Methods to Reduce Shrinkage
1. Reduce Cooling Time and Eject Earlier
One effective method is to shorten the cooling time and eject the molded part while it is still relatively hot.
When the outer layer remains warm and less hardened, the temperature difference between the surface and the center is smaller. This promotes more uniform overall shrinkage and reduces localized sink marks and internal voids.
2. Increase Surface Cooling After Ejection
After early ejection, the part can be cooled externally to help maintain sufficient surface hardness. This makes the surface less likely to collapse under internal vacuum pressure.
For severe shrinkage problems, stronger cooling methods such as chilled water can quickly harden the surface layer and reduce visible sink marks. However, internal voids may still remain inside the part.
3. Extend Holding Time
Extending the packing or holding stage instead of only extending cooling time can improve both surface sink marks and internal shrinkage. This allows more molten material to enter the cavity before the gate freezes.

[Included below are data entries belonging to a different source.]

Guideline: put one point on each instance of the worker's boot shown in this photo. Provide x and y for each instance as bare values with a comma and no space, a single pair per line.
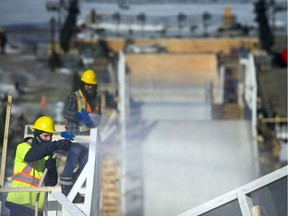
66,184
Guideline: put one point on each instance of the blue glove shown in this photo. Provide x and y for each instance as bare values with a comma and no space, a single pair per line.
50,164
83,116
64,144
67,136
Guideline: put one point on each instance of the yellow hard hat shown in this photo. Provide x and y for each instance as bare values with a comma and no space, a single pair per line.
89,77
44,123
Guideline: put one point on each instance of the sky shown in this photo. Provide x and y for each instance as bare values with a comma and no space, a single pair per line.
34,11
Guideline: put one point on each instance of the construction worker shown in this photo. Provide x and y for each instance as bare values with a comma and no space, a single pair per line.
33,155
79,106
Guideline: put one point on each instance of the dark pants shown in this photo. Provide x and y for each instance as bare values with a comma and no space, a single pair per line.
19,210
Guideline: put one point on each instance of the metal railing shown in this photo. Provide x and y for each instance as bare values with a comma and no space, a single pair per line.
243,195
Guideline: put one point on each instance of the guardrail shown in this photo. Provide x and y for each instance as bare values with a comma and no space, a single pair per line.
244,201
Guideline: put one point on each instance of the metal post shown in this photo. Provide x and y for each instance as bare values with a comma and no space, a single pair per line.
122,109
4,148
93,182
52,28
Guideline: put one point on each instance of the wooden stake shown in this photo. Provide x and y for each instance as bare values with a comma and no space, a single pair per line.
4,148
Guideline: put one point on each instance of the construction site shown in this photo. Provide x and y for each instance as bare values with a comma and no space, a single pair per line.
190,125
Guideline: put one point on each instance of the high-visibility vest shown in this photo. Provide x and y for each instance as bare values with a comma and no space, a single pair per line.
26,174
83,104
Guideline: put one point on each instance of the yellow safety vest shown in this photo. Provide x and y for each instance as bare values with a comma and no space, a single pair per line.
26,174
82,104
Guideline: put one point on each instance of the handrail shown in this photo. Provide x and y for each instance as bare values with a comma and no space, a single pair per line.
68,208
240,193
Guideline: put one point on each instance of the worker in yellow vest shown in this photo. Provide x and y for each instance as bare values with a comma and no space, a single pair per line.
33,155
79,106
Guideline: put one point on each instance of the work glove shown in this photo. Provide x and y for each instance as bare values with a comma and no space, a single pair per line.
50,164
64,144
95,119
67,136
83,116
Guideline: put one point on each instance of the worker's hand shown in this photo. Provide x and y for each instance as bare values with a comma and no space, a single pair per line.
50,164
95,119
83,116
64,144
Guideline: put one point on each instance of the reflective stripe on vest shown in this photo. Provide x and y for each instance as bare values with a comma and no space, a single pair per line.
26,177
82,104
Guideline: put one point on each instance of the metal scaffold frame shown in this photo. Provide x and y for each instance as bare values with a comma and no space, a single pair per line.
241,194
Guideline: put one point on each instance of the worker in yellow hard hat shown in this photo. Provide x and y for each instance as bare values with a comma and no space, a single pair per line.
78,108
33,155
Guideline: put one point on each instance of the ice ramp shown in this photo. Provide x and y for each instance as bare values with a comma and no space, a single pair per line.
187,163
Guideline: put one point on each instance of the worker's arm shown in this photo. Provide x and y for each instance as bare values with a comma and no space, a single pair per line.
51,176
40,150
43,149
70,108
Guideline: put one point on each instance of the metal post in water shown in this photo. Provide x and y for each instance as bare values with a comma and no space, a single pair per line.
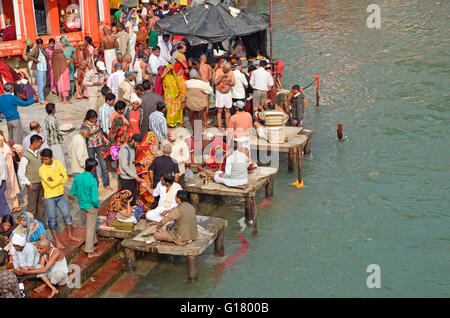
271,45
339,131
317,90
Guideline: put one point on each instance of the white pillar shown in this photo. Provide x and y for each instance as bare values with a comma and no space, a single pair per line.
17,22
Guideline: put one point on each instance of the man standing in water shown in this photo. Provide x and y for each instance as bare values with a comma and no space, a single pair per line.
223,81
295,107
261,82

4. Optimize Mold Temperature
If the mold temperature is too low, shrinkage may become more severe. In most cases, the mold should be cooled using standard machine water rather than extremely cold water.
For some materials such as PC, increasing mold temperature can improve shrinkage performance. For example, a mold temperature around 100°C may significantly reduce internal voids and sink marks in PC parts.
However, if the goal is specifically to reduce visible sink marks on the surface, lower mold temperature may sometimes be more effective because it hardens the surface faster.
Using Gas-Assisted Injection Molding
For severe sink mark problems in thick-wall or partial-thickness parts, gas-assisted injection molding can be an effective solution.
Gas-assisted injection molding introduces high-pressure gas into the thick section of the plastic part, creating a hollow channel inside the part. The gas maintains internal pressure during cooling, which helps eliminate sink marks and reduce internal shrinkage.
Compared with traditional injection molding, gas-assisted molding offers several advantages:
- Reduced sink marks and shrinkage defects
- Lower internal stress
- Improved dimensional stability
- Lighter product weight
- Better surface appearance
- Higher part strength in thick-wall applications
Conclusion
Shrinkage defects are closely related to wall thickness, cooling speed, mold temperature, and material selection. For difficult materials such as PC and PP, controlling sink marks requires more than simply increasing pressure or injection time.
By optimizing cooling strategy, extending holding time, adjusting mold temperature, and using gas-assisted injection molding where necessary, manufacturers can greatly reduce both surface sink marks and internal shrinkage in molded parts.